In fact, a year earlier, it had been two of my friends. Brittany and Bionca were sisters and two of my friends from church. Brittany was 14, my age, and Bionca was just a year older. I heard from the TV that three teenage girls, two sisters and a friend, had died in a car accident near Auburntown. I remember thinking of Brittany and Bionca instantly since they lived in the area.
I just paced across the kitchen. To the fridge, to the table, to the television, and back to the fridge. I ran to check the internet in the next room. "Three teenage girls killed on Auburntown Highway." Ok there’s the story. Do I really want to read it? Yeah, I do. I clicked on the title. Toombs. The last name of the sisters. Oh no, oh no, that’s it. Kimberley Bush. Well, I don’t know her. Maybe it isn’t the Toombses that I know. Then there it was. Brittany and Bionca Toombs.
After Nathan’s death a year later, I remember the way I felt that day when I realized within myself that people my age, even my friends, could die. However, the circumstances had been different. Brittany and Bionca’s deaths were just an accident.

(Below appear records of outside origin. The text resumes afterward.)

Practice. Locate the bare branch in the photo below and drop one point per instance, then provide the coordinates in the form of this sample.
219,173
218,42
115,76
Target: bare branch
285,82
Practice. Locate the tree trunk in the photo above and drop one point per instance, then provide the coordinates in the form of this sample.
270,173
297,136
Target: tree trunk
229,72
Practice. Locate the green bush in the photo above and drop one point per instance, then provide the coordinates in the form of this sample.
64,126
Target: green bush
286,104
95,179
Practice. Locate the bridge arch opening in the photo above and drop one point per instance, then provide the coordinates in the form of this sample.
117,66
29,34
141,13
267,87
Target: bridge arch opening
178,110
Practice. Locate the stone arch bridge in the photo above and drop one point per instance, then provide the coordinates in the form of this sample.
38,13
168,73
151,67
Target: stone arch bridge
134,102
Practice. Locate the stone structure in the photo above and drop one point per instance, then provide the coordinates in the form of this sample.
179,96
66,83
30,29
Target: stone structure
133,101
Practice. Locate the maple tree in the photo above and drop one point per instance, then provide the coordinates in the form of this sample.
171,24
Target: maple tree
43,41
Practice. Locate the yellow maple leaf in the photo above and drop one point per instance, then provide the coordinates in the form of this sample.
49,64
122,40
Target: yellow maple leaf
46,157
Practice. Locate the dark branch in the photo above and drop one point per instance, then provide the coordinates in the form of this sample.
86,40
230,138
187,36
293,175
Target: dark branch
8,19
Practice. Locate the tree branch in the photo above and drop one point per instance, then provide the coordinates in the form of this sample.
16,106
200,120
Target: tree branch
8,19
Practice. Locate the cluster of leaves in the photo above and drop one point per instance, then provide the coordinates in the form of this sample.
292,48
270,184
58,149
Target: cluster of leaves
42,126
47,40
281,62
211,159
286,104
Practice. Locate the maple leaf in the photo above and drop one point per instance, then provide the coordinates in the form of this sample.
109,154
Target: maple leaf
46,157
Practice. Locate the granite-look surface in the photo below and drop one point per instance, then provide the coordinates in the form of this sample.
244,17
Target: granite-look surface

Nathan’s death wasn’t an accident, really. The doctors found out a week afterwards that Nathan had had a heart defect that had caused his death. Even if someone had found him and gotten him to the hospital while he was still alive, Nathan would have died anyway. That was the fact that hit me hardest. As far as the coaches, his teammates, his friends, anyone knew, Nathan Fuhrman was as healthy as anyone, but then, during a practice, earlier in which he had seemed perfectly fine, he was as dead as anyone.
This was the hardest part for me to grasp. When I saw Nathan in the coffin that day at his visitation, and I saw that boy whom I knew was my age, lying there dead; when I heard everyone saying such nice things about this boy, I really started thinking.
I would like to believe that if I were to die today, equally nice things would be said of me, however, I know this is not the case.
I am mostly mean. I am mostly cynical, mostly negative. Just like the day my dad tried to tell me that Nathan had died, when I totally cut him off. This is the way I treat people, most people, not just my dad. Although I do nice things sometimes, I don't think that, if I were to die today, I would be remembered as a nice person. And that is a truth that it has taken me a long time to realize. One I hesitate to accept because I know that it will take much longer for me to change the way people feel about me, since right now, not many people like the way I act.
I must do something about this and be careful how I act. If I don't, maybe one day, someone will remember me, not in a fond way, as I remember my friends who have died, but in a way that they feel glad that they may only see me in their memories; glad that they will never see me again in real life.